The decision not to sing the national anthem isn’t the first time the Iranian team has shown support for the protesters. In late September, the team opted to wear black jackets to cover the country’s colours in their friendly against Senegal.

Before flying out to Doha for the World Cup, the team met with President Ebrahim Raisi. The meeting didn’t go down well with protesters, and banners of the team were burned on the eve of the tournament.

Iran’s beach football, water polo and basketball teams have also recently refused to sing the national anthem. At a news conference on Wednesday, the captain of Iran’s football team, Alireza Jahanbakhsh, refused to confirm if his team would sing the anthem.

“That’s something that also has to be decided about in the team, which we already talked about and obviously everybody’s talking about,” he said.

Ahead of Monday’s game, some Iran fans in Qatar also signalled support for the protesters back home. They wore T-shirts saying, “Women, life, freedom”, which is the popular chant of the movement that has arisen since Amini’s death.

The decision by the football team to remain silent during the anthem on the sport’s biggest stage represents the boldest move so far from the country’s athletic stars. It is unclear whether players will face any consequences.

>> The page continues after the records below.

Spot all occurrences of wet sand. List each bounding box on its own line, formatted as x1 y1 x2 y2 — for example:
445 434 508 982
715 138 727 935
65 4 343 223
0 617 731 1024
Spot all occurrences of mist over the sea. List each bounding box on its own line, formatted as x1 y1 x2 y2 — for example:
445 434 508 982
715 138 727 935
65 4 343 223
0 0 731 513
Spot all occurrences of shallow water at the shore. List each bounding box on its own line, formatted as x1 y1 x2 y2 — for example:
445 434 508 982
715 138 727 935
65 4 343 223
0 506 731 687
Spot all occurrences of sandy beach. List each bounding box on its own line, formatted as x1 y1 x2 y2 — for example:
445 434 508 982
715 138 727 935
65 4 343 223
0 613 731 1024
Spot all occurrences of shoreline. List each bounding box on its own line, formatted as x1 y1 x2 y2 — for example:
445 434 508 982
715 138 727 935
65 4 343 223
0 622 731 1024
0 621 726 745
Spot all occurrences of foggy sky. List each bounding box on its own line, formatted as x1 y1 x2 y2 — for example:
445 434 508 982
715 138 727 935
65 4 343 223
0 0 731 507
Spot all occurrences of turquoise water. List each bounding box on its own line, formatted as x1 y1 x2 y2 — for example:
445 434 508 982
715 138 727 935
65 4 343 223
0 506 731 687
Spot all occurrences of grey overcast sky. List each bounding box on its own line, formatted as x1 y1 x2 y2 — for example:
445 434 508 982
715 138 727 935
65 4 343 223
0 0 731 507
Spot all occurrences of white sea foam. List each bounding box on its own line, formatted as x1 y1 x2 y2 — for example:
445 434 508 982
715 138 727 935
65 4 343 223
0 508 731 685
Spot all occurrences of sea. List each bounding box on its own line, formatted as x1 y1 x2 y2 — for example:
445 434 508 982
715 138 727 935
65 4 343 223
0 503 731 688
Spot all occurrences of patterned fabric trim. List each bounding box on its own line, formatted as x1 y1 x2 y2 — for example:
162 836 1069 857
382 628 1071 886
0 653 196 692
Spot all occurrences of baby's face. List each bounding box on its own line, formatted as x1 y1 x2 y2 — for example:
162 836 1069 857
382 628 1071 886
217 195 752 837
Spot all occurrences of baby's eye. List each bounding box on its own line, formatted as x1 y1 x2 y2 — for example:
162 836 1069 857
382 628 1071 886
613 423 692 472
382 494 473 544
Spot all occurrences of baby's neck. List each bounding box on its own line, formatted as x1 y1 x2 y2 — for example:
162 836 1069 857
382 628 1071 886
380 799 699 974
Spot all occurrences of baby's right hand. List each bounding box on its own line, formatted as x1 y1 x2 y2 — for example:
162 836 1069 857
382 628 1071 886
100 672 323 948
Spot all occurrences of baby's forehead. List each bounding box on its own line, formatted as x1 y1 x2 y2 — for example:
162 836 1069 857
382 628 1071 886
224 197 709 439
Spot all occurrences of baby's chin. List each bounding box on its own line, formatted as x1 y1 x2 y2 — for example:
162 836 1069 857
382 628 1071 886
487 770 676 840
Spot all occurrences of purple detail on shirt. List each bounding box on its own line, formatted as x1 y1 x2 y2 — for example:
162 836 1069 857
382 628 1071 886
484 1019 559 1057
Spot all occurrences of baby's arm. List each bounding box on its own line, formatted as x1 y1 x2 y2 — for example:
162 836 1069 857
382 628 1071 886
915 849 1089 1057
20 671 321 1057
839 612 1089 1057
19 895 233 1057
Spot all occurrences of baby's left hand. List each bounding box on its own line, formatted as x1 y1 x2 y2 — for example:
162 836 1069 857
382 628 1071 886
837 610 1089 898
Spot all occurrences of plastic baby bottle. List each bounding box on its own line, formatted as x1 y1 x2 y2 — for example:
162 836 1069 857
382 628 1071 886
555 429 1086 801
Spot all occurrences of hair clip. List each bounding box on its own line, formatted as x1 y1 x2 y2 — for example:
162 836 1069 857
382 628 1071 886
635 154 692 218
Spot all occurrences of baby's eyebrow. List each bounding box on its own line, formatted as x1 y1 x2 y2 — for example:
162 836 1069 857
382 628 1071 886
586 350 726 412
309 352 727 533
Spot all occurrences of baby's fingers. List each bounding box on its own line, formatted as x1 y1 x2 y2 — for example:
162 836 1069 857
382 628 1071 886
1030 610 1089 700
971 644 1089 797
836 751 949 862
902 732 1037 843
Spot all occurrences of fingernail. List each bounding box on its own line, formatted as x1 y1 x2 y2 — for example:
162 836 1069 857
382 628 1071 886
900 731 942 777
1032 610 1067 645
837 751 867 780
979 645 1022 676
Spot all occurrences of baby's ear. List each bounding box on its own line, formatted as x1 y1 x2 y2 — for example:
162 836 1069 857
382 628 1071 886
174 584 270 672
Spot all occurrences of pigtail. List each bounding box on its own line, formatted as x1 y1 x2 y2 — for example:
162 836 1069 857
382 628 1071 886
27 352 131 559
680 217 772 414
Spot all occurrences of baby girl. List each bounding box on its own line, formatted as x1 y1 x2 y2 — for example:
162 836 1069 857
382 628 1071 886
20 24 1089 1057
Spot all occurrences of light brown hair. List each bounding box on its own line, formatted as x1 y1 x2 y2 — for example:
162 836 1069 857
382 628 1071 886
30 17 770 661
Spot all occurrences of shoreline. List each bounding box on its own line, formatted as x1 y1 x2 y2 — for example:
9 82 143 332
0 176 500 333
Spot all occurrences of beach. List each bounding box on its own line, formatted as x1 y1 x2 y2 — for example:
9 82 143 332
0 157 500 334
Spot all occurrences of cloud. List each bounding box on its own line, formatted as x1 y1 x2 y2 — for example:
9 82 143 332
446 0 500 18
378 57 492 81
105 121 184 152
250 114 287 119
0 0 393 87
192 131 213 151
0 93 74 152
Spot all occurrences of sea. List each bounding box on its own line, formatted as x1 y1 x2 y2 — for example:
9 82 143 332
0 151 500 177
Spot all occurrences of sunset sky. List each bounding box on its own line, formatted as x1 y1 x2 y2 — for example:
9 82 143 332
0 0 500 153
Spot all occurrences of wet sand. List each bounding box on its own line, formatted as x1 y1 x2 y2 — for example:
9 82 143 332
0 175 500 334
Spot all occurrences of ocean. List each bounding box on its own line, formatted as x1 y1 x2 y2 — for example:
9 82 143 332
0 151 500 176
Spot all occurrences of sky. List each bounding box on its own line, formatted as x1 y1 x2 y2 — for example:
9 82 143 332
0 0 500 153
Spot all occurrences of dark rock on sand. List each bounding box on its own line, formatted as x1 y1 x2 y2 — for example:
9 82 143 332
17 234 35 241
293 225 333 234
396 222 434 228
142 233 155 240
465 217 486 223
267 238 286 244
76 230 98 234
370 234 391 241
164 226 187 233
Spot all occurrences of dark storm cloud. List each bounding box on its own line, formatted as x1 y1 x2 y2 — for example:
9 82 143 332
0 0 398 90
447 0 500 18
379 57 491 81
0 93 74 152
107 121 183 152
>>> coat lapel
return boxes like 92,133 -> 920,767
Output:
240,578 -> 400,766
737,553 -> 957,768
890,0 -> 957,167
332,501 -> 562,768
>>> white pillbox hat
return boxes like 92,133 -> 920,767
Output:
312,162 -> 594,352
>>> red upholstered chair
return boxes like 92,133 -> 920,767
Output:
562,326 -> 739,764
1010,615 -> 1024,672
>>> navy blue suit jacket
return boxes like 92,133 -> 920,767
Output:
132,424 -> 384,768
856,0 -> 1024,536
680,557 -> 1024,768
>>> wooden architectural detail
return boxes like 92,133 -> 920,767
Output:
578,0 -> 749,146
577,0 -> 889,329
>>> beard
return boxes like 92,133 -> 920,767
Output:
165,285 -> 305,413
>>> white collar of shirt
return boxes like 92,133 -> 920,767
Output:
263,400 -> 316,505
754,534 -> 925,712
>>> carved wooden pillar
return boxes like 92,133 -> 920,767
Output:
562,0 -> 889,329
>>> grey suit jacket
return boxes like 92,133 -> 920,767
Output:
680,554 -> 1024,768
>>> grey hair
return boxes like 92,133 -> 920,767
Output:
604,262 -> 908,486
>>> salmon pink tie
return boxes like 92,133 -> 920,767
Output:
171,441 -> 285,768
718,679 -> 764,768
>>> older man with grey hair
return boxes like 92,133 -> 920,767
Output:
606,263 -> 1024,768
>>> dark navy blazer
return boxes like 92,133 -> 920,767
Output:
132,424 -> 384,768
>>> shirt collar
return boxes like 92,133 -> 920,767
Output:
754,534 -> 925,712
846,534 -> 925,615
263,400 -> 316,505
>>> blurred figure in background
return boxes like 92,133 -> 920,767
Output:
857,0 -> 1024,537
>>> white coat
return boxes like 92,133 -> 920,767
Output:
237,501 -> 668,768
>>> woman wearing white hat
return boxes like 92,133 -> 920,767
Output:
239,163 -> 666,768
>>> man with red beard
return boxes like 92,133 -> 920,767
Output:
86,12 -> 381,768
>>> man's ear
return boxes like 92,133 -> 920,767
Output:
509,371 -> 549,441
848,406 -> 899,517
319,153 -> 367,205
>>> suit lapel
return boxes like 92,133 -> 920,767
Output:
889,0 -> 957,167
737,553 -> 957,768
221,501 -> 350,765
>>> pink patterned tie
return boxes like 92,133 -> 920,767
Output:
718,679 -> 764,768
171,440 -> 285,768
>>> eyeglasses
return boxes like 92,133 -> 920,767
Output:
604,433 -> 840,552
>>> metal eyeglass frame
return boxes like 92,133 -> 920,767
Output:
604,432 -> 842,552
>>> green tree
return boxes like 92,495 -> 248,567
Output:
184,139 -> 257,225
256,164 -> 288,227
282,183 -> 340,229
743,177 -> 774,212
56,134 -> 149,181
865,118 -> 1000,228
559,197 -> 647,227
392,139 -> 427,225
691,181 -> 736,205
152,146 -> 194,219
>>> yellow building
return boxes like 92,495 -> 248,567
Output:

On Sunday, defender Ehsan Hajsafi became the first Iranian player at the World Cup to publicly speak out in support of the protests.

“They should know that we are with them and we support them and we sympathise with them regarding the conditions,” he said.

England also made a strong political gesture before kickoff by taking the knee in protest of racism and inequality. While they didn’t take the knee in their September friendlies, they’ve decided to do so ahead of every game they will play at the World Cup.

“We think it is a strong statement to go around the world for young people in particular to see that inclusivity is very important,” England manager Gareth Southgate said on Sunday.